Skim

How to open a .md file (Windows, Mac, or no install at all)

What a .md file actually is

A .md file is a markdown file: plain text with a few formatting marks mixed in, like # for a heading, **bold** for bold, and - for a list item. It is not a program and it cannot run code on your computer, so it is always safe to open. GitHub projects ship a README.md with almost every repository. Note apps like Obsidian and Notion export to it. And AI tools such as Claude and ChatGPT increasingly write their answers, plans, and reports as .md files instead of plain chat text. If you just double-clicked one and got a wall of text with stray symbols, nothing is broken. The file just needs something that understands those marks and turns them into a formatted page.

Fastest: open it online, nothing to install

If you only need to read one file right now, skip installing anything. Use the free online markdown viewer:

  1. Go to skim.md/viewer in any browser.
  2. Drag your .md file onto the page, or click to choose it.
  3. Read it, fully formatted, in a couple of seconds.

Nothing is uploaded. The file is rendered entirely on your device, so it works the same on a work laptop, a phone, or a computer you do not own. There is nothing to install and nothing to configure. If you only ever open a markdown file once in a while, this is genuinely the easiest option and you can stop reading here.

Best for repeat use: render it in your browser

If .md files keep landing in your downloads folder, a browser extension is worth the two minutes it takes to set up, because after that every file just works. Skim is a free, open-source extension that renders markdown automatically:

  1. Add Skim from the Chrome Web Store (Edge, Brave, Opera, and other Chromium browsers install it too; Firefox and Safari have their own store listings).
  2. Flip Chrome's one file-access switch. Chrome hides local files from extensions by default for privacy, so it needs your permission once. Skim shows you exactly where to click.
  3. Double-click any .md file from now on. It opens as a formatted page instead of raw text, automatically, every time.

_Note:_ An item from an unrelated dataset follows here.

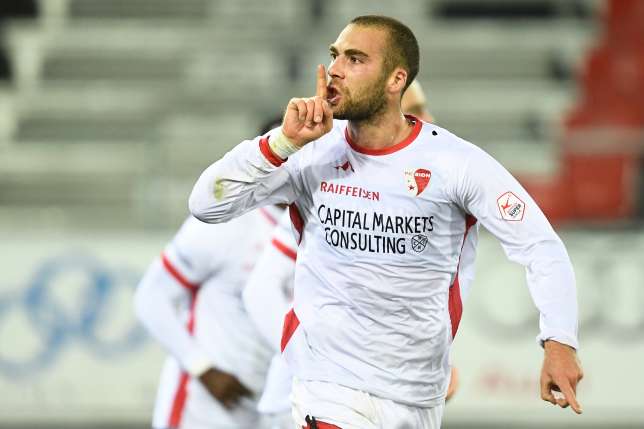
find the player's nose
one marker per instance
(335, 69)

This is the "set it up once and forget it" option. It also handles things the quick online viewer intentionally skips to stay light, like live reload while a file is still being written and diagrams.

With apps already on your computer

You do not strictly need a new tool at all. Everything already on your machine can open a .md file, it just will not format it.

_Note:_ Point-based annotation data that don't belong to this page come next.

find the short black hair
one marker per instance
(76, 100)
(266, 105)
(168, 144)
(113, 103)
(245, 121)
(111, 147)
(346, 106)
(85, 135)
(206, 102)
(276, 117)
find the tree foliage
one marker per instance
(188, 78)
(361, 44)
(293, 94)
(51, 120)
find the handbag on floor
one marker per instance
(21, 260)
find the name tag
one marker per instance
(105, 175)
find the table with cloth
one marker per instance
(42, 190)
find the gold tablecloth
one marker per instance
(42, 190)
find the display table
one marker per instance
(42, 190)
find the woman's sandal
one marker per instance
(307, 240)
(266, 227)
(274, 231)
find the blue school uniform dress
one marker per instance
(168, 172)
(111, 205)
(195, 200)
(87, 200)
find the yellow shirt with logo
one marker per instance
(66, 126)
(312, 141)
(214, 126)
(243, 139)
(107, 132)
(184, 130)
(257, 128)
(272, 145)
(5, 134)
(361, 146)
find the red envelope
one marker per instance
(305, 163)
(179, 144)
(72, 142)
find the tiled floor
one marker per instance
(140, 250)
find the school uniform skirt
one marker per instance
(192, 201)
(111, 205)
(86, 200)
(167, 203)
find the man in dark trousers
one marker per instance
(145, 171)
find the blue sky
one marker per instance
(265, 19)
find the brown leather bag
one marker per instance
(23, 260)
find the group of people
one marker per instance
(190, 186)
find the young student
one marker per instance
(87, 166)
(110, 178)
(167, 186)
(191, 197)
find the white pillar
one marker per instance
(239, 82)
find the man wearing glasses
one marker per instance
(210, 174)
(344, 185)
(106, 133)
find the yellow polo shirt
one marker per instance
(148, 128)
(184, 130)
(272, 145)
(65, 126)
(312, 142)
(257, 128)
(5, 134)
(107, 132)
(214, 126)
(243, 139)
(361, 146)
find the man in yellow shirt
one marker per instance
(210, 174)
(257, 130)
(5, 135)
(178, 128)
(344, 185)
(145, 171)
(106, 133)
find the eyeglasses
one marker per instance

On Windows, right-click the file, choose Open with, and pick Notepad, or run notepad file.md from a terminal. You will see the raw text, headings marked with #, bold text wrapped in **, and so on. That is fine for a quick glance at a short file.

On a Mac, TextEdit opens it the same way: right-click, Open With, TextEdit. Or select the file and press Space for Quick Look, which shows the raw text without opening a full app.

On any operating system, VS Code opens .md files with a built-in preview pane, so you can see the source and the formatted version side by side. That is a solid middle ground if you already have VS Code installed for other reasons.

Be honest with yourself about what these give you: the source, not the formatted page. Fine for a two-line file, tedious for anything with tables, code blocks, or more than a screen's worth of text.

FAQ

Is a .md file safe to open?

Yes. It is plain text; it cannot run programs. Renderers like Skim also sanitize any embedded HTML before displaying it, so even a file from an untrusted source is safe to view.

Can I convert a .md file to PDF?

Yes. Render it first, either with an extension or the online viewer, then use your browser's Print dialog and choose Save as PDF.

Can I edit a .md file?

Any text editor works: Notepad, TextEdit, VS Code, or whatever you already have. Markdown is just text with a few light formatting marks, so nothing special is required to change it.